Lucas Delangle voulait travailler avec des gens qui n’avaient jamais joué et étaient vraiment éleveurs. Le réalisateur a alors fait un casting : "Je les ai trouvés, l’un au bar, l’autre copain de copain… En y passant beaucoup de temps. En revanche, l’acteur qui incarne Mathieu, le policier rural, c’est Romain Laguna, (réalisateur du film Les Météorites sur lequel Lucas Delangle était scripte). Ce flic, en permanence dépassé par la situation, au bord de la crise de nerfs, lui correspondait bien."
Jacky Caillou a été présenté à l'ACID au Festival de Cannes 2022.
Lucas Delangle a trouvé l’interprète de Jacky, Thomas Parigi (dont c’est le premier rôle) à Marseille. En se baladant dans la rue, le metteur en scène regardait les gens en se disant : « Est-ce que ça ne peut pas être lui ? ». Il se rappelle :
"Et puis, je suis allé dans un bar, un peu dépité. Il y avait un concert et Thomas [Parigi] arrivait pour jouer de la musique, mais rapidement tout le monde est sorti du bar pour discuter dehors et boire des coups. Il a donc fait son concert un peu seul."
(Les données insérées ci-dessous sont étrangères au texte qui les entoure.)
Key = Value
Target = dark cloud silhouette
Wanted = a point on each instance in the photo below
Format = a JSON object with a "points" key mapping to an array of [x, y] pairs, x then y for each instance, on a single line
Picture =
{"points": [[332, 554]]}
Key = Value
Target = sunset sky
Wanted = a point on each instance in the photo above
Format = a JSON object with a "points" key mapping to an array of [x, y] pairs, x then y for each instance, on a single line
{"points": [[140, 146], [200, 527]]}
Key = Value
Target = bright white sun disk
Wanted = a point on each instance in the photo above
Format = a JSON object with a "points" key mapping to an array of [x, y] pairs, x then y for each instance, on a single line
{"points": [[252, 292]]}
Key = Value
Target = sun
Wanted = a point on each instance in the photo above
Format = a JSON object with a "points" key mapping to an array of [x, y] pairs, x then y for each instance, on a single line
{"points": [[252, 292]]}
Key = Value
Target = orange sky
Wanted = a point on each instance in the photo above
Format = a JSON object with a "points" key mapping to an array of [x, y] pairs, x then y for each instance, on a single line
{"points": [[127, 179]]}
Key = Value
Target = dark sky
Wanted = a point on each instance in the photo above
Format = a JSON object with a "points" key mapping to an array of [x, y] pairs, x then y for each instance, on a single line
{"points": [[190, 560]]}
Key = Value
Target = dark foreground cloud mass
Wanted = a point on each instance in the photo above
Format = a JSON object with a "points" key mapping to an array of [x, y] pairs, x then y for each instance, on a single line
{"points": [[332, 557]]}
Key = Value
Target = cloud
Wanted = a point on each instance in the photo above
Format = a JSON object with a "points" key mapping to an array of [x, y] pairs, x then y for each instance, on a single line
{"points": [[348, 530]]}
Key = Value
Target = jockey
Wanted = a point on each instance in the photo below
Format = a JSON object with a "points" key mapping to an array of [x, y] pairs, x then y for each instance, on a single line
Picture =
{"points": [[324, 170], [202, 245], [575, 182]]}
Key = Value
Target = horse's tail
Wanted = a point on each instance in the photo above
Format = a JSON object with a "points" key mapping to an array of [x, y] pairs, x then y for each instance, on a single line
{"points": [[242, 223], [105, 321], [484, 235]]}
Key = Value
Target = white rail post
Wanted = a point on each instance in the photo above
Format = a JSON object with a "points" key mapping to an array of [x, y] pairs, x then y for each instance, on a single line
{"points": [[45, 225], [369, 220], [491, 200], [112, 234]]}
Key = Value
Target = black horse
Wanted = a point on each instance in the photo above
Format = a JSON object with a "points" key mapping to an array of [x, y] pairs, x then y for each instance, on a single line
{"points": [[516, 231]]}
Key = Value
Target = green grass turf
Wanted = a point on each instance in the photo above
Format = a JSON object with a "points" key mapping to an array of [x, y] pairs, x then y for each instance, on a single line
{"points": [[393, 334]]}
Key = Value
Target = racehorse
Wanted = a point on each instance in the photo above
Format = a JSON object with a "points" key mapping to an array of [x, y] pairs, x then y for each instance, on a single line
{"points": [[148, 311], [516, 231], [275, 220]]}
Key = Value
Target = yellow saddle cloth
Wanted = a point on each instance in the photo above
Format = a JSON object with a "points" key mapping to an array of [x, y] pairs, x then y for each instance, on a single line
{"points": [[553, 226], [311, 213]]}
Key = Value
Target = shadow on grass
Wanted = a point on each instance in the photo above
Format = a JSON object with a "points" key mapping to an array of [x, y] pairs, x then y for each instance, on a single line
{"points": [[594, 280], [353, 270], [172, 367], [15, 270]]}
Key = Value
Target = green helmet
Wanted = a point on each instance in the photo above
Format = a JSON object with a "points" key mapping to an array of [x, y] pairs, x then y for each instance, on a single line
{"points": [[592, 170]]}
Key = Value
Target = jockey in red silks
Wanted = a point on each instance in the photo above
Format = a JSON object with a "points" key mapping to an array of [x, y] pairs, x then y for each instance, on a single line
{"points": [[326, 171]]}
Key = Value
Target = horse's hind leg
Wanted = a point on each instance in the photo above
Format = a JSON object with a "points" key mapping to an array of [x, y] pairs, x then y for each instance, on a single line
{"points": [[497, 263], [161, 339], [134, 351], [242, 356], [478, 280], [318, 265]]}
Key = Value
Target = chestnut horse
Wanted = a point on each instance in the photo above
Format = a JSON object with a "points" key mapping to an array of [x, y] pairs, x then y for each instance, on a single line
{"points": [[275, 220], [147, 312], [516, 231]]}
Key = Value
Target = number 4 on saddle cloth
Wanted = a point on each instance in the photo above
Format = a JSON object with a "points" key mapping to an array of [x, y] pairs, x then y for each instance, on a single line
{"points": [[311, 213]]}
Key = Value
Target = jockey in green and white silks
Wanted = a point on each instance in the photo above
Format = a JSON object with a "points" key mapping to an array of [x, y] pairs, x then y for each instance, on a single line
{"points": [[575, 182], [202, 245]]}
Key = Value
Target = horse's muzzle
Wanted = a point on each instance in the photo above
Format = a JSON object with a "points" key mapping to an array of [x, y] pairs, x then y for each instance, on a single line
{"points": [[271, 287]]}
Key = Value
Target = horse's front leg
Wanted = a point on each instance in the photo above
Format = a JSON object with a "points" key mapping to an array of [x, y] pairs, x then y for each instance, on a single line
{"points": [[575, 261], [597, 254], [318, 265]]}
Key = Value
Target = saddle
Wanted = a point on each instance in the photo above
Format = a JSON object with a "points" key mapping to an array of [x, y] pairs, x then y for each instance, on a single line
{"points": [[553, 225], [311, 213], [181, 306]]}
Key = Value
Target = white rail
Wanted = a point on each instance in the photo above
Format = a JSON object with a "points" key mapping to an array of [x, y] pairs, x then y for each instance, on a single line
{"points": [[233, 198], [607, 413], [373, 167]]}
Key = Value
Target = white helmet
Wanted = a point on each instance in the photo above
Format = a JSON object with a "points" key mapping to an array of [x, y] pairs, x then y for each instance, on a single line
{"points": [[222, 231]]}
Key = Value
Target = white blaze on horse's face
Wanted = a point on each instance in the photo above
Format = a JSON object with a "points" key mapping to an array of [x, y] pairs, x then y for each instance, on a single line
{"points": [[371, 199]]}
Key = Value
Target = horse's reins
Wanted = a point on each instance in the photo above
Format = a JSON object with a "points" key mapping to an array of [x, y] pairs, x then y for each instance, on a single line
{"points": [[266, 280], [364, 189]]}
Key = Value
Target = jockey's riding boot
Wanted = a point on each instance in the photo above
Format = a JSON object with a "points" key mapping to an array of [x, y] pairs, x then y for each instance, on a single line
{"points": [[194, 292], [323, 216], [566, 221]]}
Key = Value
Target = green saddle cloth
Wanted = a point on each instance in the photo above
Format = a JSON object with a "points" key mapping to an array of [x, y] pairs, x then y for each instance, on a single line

"Je suis allé le voir à la fin et l’ai félicité. Il m’a dit « Tu parles, j’ai tout raté, c’est la première fois que je joue en public, je me suis embrouillé… ». Je me suis dit que ça, c’était très « Jacky ». Du coup, je ne l’ai pas lâché."
"Je lui ai expliqué que je préparais un film, que je faisais passer des essais à des gens qui ne jouaient pas habituellement. Il a fini par venir, j’ai senti qu’il en avait envie. Quand on a fait les premiers essais, il avait quelque chose du personnage : de maladroit, de très doux et d’assez rêveur."
Le film se déroule sur fond de chasse au loup : "Je tournais avec de vrais éleveurs à qui j’ai dû raconter le scénario, dans un village où, quand on arrive en bagnole, il y a des tags « Loup stop ! », « Mort au loup ! ». C’est très important pour eux. C’est un sujet de conversation qui peut facilement dégénérer."
"Donc il fallait réussir à parler du film avec eux, qui ont des points de vue très tranchés. Les éleveurs souffrent beaucoup des attaques de loup. Ils n’en sont pas à faire des battues, mais ils ont l’impression que la situation est injuste et qu’on laisse le loup se multiplier dans les territoires peu peuplés."
"Avec les troupeaux, on a tourné des scènes documentaires qui appuient la fiction. Dans le film, il y a trois-quatre brebis mortes, tuées par le loup dans le pré. Simultanément, dans le village, à l’occasion de la transhumance, il y avait 1500 brebis qui traversaient la montagne."
"Ce fut l’occasion de créer un effet de masse : on ne voit que trois cadavres à l’écran, mais en voyant des centaines de bêtes vivantes, on a l’impression d’un plus grand massacre. La scène finale, que j’aime beaucoup, repose également sur l’implication des habitants."
"Tous ces gens, réunis aux urgences, sont dans l’attente. Nous avons fait des plans de quelques minutes sur chacun d’eux, silencieux, le regard un peu perdu… Je me suis posé beaucoup de questions sur la manière de capter le regard de quelqu’un qui attend depuis dix heures à l’hôpital."